Getting to Know the Archival Profession From Within

My relationship with the Library of Congress starts in January, in Wisconsin, where I am beginning my second semester of library school. A beloved teacher of archival studies, who has been with the University (and who has been teaching two of the three core archival courses at Wisconsin) for twenty years has just retired, bringing in two new teachers. One, the head film archivist at the Wisconsin Center for Film and Theater Research, the other from the Library of Congress. The later ends up teaching archival appraisal, a class in which we read, and discuss, and read, and write, and read, and read. (This teacher’s syllabus is twenty-nine pages long, filled with archivists he thinks we should get to know.) It is in this class that I am first introduced to my colleagues, and the professional world of archives: its relationships, its openness, its complexities.

Over the course of the semester I spend time talking to this teacher about my interest in born-digital records, and bemoan my lack of practical, professional experience working with them. Let’s see if we can do something about that, he says. And, so, to the Library of Congress I go, where I spend my summer working as an intern on the Web Archiving Team.

In six weeks at the Library, I learned quite a bit about the ins and outs of what web archiving really was (and what it could be). But, I also spent a lot of time at the Library getting to know the archival profession on a personal level: person to person, process to process, idea to idea. While living and working in Wisconsin, I’ve been fortunate enough to learn from some of the profession’s best, and build a foundation upon which I feel free to ask questions, make mistakes, and take professional risks. Early on in my time at the Library, I went to an archivist with a question concerning born-digital workflows: I’ve seen how born-digital records are handled and processed by the organizations at which I work, but how are they handled elsewhere? The first archivist I met with spoke a bit about the ethical questions behind uncovering once-deleted files on born-digital media. But, the very next day, when I asked a different archivist about how he handles that particular ethical issue, he told me it wasn’t something he had to think about, and instead spoke with me about processing digital items in bulk, pulling as much content as possible from the media given to the Library.

To employees all over the Library, I kept asking questions, all of which were answered eagerly, with thoughtful recommendations including: Oh, you know who you should talk to about this? Oh, you know what I once read about this exact question? Oh, have you heard of this archivist, with this institution? You should reach out to them. And on. And this, I realized, was the most rewarding experience of my time with the Library. The Library, at least from the perspective of someone spending who spent six weeks within its walls, seemed to be a web of connected, passionate individuals, eager to share their knowledge with those interested in asking about it. It became a representation of the information profession as a whole: the way we stand connected, bound by our interest in the same field, in its materials, and in its people.

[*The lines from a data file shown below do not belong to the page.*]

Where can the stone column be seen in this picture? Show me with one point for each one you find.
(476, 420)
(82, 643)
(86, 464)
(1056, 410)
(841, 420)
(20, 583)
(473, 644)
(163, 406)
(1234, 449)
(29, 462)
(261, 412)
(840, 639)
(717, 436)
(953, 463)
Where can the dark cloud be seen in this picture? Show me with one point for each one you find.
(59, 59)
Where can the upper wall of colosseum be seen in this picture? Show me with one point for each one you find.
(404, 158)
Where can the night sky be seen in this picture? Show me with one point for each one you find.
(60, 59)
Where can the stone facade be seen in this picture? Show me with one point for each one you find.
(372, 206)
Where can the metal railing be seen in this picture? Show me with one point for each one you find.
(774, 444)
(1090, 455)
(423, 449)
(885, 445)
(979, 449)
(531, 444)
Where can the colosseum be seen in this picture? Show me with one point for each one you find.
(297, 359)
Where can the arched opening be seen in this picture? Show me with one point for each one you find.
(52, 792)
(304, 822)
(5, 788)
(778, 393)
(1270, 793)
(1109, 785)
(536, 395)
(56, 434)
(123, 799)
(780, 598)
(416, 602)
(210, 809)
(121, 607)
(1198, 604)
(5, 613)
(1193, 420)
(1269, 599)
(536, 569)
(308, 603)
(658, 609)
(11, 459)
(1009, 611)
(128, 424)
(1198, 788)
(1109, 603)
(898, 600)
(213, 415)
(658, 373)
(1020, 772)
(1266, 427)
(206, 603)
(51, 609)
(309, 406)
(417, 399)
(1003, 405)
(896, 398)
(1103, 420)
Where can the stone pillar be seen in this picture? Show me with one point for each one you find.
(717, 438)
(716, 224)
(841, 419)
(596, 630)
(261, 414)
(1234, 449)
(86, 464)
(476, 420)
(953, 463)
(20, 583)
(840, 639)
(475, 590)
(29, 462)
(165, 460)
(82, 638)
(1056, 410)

Just like the rest of the Library, the Web Archiving Team was comprised of talented individuals, interested in sharing what they know. And these individuals, in turn, help make up an archival profession that is vast, far-reaching, and eager to give. It happens in Wisconsin (where, picture this, fourteen students gather, on a dreary, cold winter evening, and join a video call with two people: one, their teacher, working from the East Coast for the week, and two, a human rights archivist, based in Austin, Texas; the conversation lasts at least two hours); in Minnesota (where a corporate archivist spends time answering questions, via telephone, asked by a brand new corporate archivist); and in Washington DC. And, so, this became my takeaway from the internship: the knowledge that I, fortunate enough to now be part of this professional world, could take what I learned at the Library with me wherever I went, and play a part in expanding that web of interconnectedness, of eagerness, even further.